Their recollection of what transpired when super typhoon Odette hit in December 2021 informed most of the decisions of government and private individuals to prepare for “Betty,” and rightly so.

Super typhoon Odette left Cebuanos with plenty of lessons about nature’s fury and how and what to prepare before an impending disaster and after. It would be foolish and reckless to ignore these lessons when the threat of super typhoon Betty was announced last week.

It is true government officials and almost everybody started to take action early on, but have we learned all the lessons that our experience with Odette had to offer? The activities in the past few days to prepare for Betty might not be enough had Betty passed this way.

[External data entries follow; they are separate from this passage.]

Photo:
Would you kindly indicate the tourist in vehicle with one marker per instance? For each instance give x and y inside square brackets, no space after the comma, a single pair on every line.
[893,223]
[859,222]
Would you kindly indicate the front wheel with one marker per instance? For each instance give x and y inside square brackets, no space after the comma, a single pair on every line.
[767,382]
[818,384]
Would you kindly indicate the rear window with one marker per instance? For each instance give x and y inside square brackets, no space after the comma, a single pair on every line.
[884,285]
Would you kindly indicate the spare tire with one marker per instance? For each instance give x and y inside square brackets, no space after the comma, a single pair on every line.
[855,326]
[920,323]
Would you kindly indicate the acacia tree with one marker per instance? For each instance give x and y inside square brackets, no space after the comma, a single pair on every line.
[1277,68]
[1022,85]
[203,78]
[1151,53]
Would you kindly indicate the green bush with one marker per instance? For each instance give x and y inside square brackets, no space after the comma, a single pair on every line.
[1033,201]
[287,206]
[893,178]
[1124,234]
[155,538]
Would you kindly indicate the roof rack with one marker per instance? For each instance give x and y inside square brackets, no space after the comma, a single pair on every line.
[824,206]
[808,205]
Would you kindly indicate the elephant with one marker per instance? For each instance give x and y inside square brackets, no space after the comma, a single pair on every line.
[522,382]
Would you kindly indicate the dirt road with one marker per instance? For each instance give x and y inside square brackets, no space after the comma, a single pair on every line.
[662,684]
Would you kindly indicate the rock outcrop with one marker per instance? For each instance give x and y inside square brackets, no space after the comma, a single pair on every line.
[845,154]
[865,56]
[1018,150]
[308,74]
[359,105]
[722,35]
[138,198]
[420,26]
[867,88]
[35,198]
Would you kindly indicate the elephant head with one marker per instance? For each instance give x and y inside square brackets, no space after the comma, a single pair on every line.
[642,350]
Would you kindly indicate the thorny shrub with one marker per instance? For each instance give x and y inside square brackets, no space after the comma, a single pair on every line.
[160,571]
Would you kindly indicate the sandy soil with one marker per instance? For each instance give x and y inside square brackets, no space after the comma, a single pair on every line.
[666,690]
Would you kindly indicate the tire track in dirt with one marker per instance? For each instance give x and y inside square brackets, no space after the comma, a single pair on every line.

Days before super typhoon Betty entered the Philippines on Saturday, May 27, 2023, people started preparing for what was feared to come. Some prepared early to evacuate to schools or churches without waiting to be asked. This was unlike past emergencies when disaster preparedness efforts suffered with the refusal of occupants to leave their homes. Their memory of water rushing inside their houses, roofs blown off, and electricity shut down must have entered their minds, making them willing to move to safer ground. Trips were canceled and plans were changed. Some filled up their vehicles with fuel, bought extra batteries and water for their homes, and withdrew cash.

Government preparations included visiting houses in flood-prone areas about the need to evacuate and know where to go should danger arise, and positioning relief goods and food packs to coastal areas before Betty entered the country. The Coast Guard and other military forces have been briefed and positioned. Social welfare and disaster preparedness agencies have assured they were ready and equipped. Top government officials echoed those assurances.

How about the other measures that needed to be addressed based on what we learned from the Odette experience? Ensuring supply and stable prices for roofing materials, drinking water, fuel and food. These items were hard to get or were sold at obscene prices after Odette. Efforts to protect consumers during a calamity should have been taken together with evacuation plans and the advanced positioning of goods.

There is also the matter of information dissemination channels which were absent for a few days after Odette. Connectivity limitations didn’t help. Media companies became calamity victims too and could not do the job of immediately informing the public. People were hungry for information on where to get drinking water, how to reach areas made impassable by debris, and where are their local officials.

Information during a calamity is crucial to saving life and property, picking themselves up after the blow, and restoring faith in government and institutions that were to be the first source of help.

There were lessons from super typhoon Odette to prepare us for the next calamity but maybe we have not learned enough of them.